How to Remember With No Strings Attached
Written for the Orland Park Patch -- March 22, 2012
Arthur (Ed) Wall
Tom noticed it before I did. My cat sleeps more than I do, but more lightly, so he woke me up not long after I had gone to bed. He had heard someone in my TV room, and he didn't like that. Tom and I have lived by ourselves in an Orland Park condo ever since my wife died.
It was an alert neighbor, who noticed I had forgotten to close my garage door. He popped in to tell me about it. I thanked him, he left, I pushed the button to close the door, returned to bed and apparently sloshed the experience around in my head like the kind of dream that's still there when you wake up.
I had just celebrated in birthday, denying that my 87 candles had anything to do with the arrival of 80-degree weather. When I woke up with that garage door episode in my mind, I realized that it was time to deal with the hazards of short-term memory loss. Senior discounts may include a 20 percent reduction in memory. A 15 percent discount for eye glasses may be society's way of dealing with 20 percent loss of eyesight.

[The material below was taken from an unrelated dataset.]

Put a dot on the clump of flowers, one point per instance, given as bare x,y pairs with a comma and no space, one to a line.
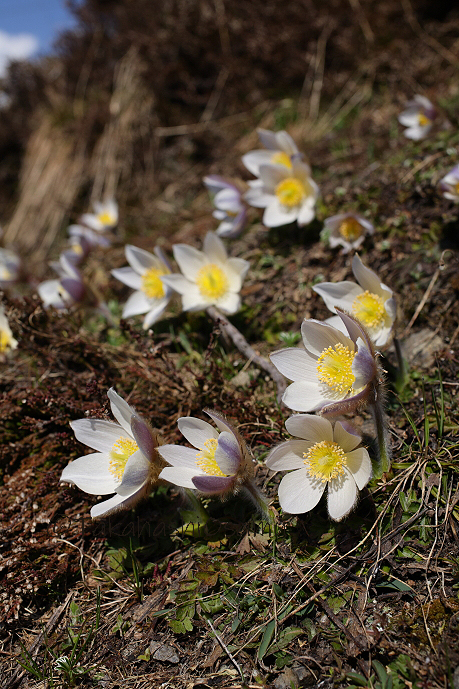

I don't get around as fast as I used to, even though I keep my power chair and scooter batteries fully charged. It is more than good luck to live just a mile from my daughter, son-in-law and grandchildren. I'm surrounded by good neighbors, so serene in their neighborliness that sometimes I don't even know who shoveled snow away from my door.

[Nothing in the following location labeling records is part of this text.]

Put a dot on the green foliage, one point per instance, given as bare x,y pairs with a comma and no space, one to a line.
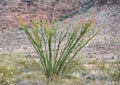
56,59
15,67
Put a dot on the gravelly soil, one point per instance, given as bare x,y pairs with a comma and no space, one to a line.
105,45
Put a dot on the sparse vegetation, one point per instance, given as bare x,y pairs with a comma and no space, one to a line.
57,61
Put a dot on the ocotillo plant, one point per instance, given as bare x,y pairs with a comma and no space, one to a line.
47,40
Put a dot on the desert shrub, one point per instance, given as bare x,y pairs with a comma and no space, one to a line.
57,48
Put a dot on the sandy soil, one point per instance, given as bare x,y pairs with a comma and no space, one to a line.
105,45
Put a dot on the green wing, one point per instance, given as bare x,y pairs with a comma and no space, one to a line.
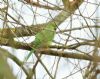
43,38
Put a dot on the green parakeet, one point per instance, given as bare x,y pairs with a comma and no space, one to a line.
44,37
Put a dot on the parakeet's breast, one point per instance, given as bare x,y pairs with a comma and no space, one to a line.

When there is no snow I glide around neighborhood sidewalks on my four-wheel scooter. I see other seniors, and juniors too, on wheels or on feet. A scooter will take its operator anyplace where the sidewalks go, despite the thumps from uneven walkways and the challenges of misfit mini-ramps from sidewalk to street.
There are a lot of us in Orland Park, Tinley Park and nearby areas who forget things. I don't want you to wake up some night to shouts from a good neighbor in your home, so I'll tell you what I did. I made a list of things I have forgotten at one time or another, and printed a form via my computer.
I've arranged this simple form on a half sheet of letter-size paper, so I can make a quick and easy check each night before bedtime. The things I need to check are whether outside doors are locked, the garage door is closed, the thermostat is adjusted, blinds closed, prescriptions swallowed, outside lights turned on and Tom fed.
The final issue, of course, is how to remember to fill out the memory form. If an answer to that comes in a dream, I'll let you know.